Show Claude’s analysis
An opinionated read. Read the brief first to form your own view.

Stated Theory of Change

QURI's stated path to reducing AI risk is indirect and meta-level. The causal chain:

  1. Build tools for probabilistic estimation at scale (Squiggle, Squiggle Hub, Squiggle AI)
  2. These tools enable "super duper forecasters" -- small, hedge-fund-like teams -- to cheaply estimate the value of everything
  3. Better estimates lead to better coordination among EA orgs, governments, and other decision-makers
  4. Better coordination reduces the risk of catastrophic outcomes, including from AI

The recent "Epistemic AI" pivot adds a parallel chain:

  1. Use LLMs to automate evaluation and estimation work (RoastMyPost, opinion fuzzing, AI question resolution)
  2. "AI Intellectuals" gradually become trusted for strategic analysis
  3. Better AI-powered epistemics reduce the risk of epistemic lock-in (where different groups use different AI reasoning systems that reinforce existing beliefs)
  4. Correct beliefs win out, leading to better decisions about AI governance

The mechanism connecting these tools to AI risk reduction specifically is diffuse. Ozzie's ~15% P(AI net bad) and support for faster AI development mean he is less focused on preventing AI catastrophe than on building general epistemic infrastructure that could help with many problems, including AI.

Revealed Theory of Change

What QURI actually does, judged by allocation of time and resources:

Primary activity: Build and iterate on Squiggle (the programming language). This has consumed most of QURI's development effort since 2020. Five years, multiple developers (Slava Matyuhin, Sam Nolan, Quinn Dougherty), and the tool remains below v1.0 with ~30 documented external users.
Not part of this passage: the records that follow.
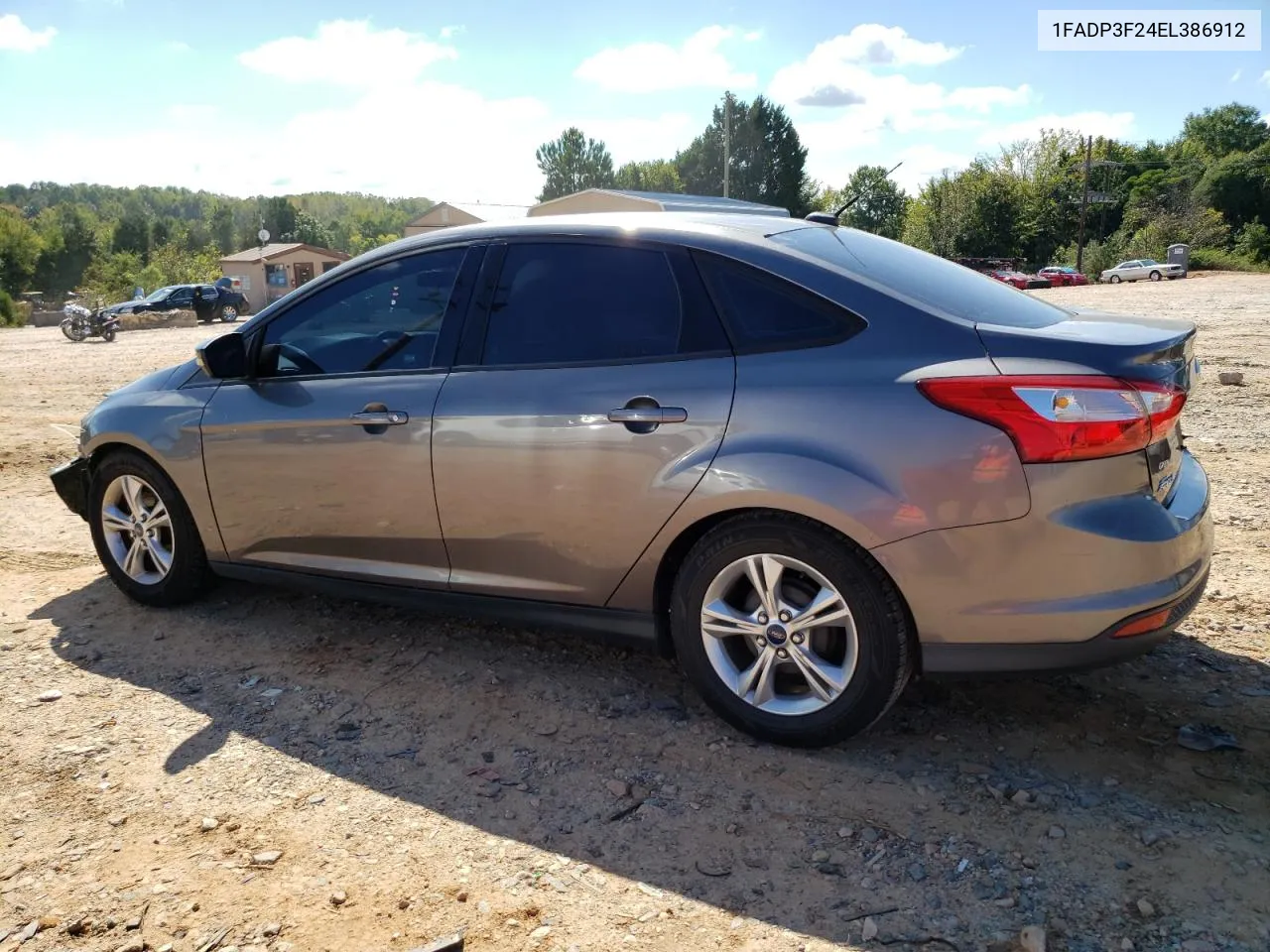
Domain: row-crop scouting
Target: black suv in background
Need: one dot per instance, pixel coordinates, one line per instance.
(207, 301)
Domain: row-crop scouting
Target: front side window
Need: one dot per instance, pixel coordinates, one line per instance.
(564, 302)
(386, 317)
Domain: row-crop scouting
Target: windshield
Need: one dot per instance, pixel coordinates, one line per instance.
(922, 277)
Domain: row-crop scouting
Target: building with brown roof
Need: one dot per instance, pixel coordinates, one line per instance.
(268, 272)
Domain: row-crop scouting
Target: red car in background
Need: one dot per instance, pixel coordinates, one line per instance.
(1024, 282)
(1062, 276)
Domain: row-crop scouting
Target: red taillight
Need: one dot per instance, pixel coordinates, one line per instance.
(1055, 419)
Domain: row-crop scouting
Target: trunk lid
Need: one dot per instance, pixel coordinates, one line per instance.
(1133, 348)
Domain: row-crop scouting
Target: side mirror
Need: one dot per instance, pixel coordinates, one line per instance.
(223, 357)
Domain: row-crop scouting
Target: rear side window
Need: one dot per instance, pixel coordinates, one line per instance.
(922, 277)
(563, 302)
(765, 312)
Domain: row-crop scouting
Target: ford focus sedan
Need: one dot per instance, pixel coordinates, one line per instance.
(808, 462)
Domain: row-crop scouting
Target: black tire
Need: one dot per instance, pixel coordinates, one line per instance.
(190, 576)
(884, 654)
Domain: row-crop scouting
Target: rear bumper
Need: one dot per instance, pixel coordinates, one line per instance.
(1047, 592)
(70, 480)
(1053, 657)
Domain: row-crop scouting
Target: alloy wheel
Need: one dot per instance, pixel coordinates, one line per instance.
(137, 530)
(779, 635)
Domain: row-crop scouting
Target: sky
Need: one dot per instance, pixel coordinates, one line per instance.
(448, 100)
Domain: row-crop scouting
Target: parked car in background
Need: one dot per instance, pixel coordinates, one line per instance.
(1020, 281)
(710, 435)
(1061, 276)
(209, 302)
(1139, 270)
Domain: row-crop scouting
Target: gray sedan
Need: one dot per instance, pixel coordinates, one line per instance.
(1142, 270)
(808, 462)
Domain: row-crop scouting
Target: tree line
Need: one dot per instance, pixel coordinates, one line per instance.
(105, 241)
(1209, 186)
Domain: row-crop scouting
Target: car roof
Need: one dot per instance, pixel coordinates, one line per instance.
(676, 227)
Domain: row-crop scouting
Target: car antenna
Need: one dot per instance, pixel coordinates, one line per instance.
(826, 218)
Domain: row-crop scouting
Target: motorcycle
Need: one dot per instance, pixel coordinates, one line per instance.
(81, 322)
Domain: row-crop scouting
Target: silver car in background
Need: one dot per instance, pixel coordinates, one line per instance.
(1142, 270)
(807, 461)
Secondary activity: Publish blog posts and proposals about how estimation, forecasting, and epistemic AI could work. These are conceptual/visionary rather than empirical. They propose frameworks (scorable functions, opinion fuzzing, estimation consent, AI question resolution) that require adoption by platforms QURI does not control.

Tertiary activity: Build adjacent tools (RoastMyPost, Longterm Wiki, Metaforecast) that demonstrate the concept but haven't achieved wide adoption.
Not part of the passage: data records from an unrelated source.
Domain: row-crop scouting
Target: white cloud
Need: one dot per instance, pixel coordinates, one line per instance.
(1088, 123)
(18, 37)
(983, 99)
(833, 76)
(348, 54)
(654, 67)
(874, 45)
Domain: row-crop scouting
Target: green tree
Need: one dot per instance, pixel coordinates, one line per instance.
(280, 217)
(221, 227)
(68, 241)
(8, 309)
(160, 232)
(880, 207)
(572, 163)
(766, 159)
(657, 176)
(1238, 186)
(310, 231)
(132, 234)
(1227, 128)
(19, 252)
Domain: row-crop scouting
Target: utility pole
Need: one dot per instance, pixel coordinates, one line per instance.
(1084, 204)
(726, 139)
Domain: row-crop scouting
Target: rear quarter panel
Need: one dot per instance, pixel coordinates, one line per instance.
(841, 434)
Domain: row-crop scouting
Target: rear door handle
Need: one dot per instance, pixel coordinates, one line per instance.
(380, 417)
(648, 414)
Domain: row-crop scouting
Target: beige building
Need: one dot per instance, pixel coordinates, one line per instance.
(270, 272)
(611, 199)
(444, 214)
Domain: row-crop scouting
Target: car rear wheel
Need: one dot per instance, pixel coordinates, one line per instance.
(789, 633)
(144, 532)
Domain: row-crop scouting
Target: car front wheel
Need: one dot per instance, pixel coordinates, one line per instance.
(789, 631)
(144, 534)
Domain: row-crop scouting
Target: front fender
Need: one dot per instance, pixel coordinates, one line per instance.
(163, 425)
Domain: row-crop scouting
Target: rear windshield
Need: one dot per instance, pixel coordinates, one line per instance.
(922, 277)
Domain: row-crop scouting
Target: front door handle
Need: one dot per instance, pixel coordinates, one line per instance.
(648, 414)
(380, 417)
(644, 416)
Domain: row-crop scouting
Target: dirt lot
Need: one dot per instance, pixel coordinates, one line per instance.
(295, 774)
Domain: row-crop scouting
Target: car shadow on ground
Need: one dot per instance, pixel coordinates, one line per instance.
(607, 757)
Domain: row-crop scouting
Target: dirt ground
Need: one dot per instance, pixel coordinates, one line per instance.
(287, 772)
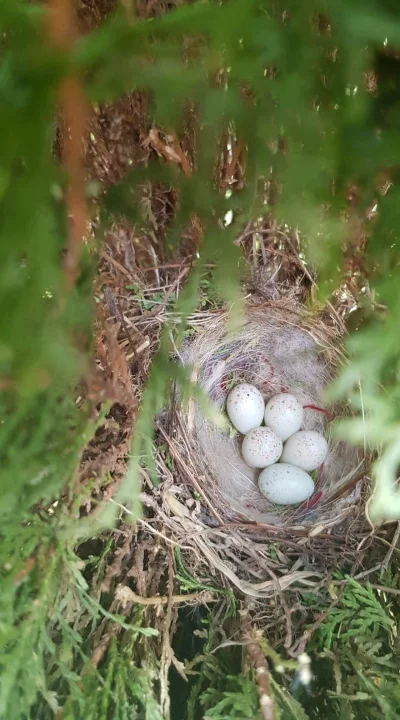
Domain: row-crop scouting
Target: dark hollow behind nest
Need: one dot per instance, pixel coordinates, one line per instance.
(277, 349)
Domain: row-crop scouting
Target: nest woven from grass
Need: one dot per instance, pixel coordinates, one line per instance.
(278, 349)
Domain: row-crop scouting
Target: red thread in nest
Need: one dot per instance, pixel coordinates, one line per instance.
(314, 500)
Notable divergence from stated theory: The stated theory requires that people USE the tools and that usage CHANGES DECISIONS. Neither condition has been demonstrated. The revealed theory of change is closer to: "build intellectually interesting tools and publish thoughtful proposals, hoping the ideas propagate." This is a research agenda, not an impact pathway.

Key Assumptions

Assumption 1: Coordination failures are primarily estimation failures.

  • Evidence for: Some coordination failures clearly are (e.g., voters lacking information about policy impacts). Forecasting literature shows systematic overconfidence in expert judgment.
  • Evidence against: Many coordination failures are driven by power, incentives, and identity, not information gaps. Climate change is well-estimated but poorly addressed. Ozzie's own example -- FTX -- was a fraud, not an estimation error.
  • Testable? Partially. If QURI's tools were widely adopted and decisions didn't improve, this would be falsified. But adoption hasn't happened, so the assumption remains untested.
  • What changes if wrong: The entire theory of change collapses. If better estimation doesn't lead to better coordination, QURI's tools are intellectually interesting but practically irrelevant.

Assumption 2: People will adopt estimation tools if the tools are good enough.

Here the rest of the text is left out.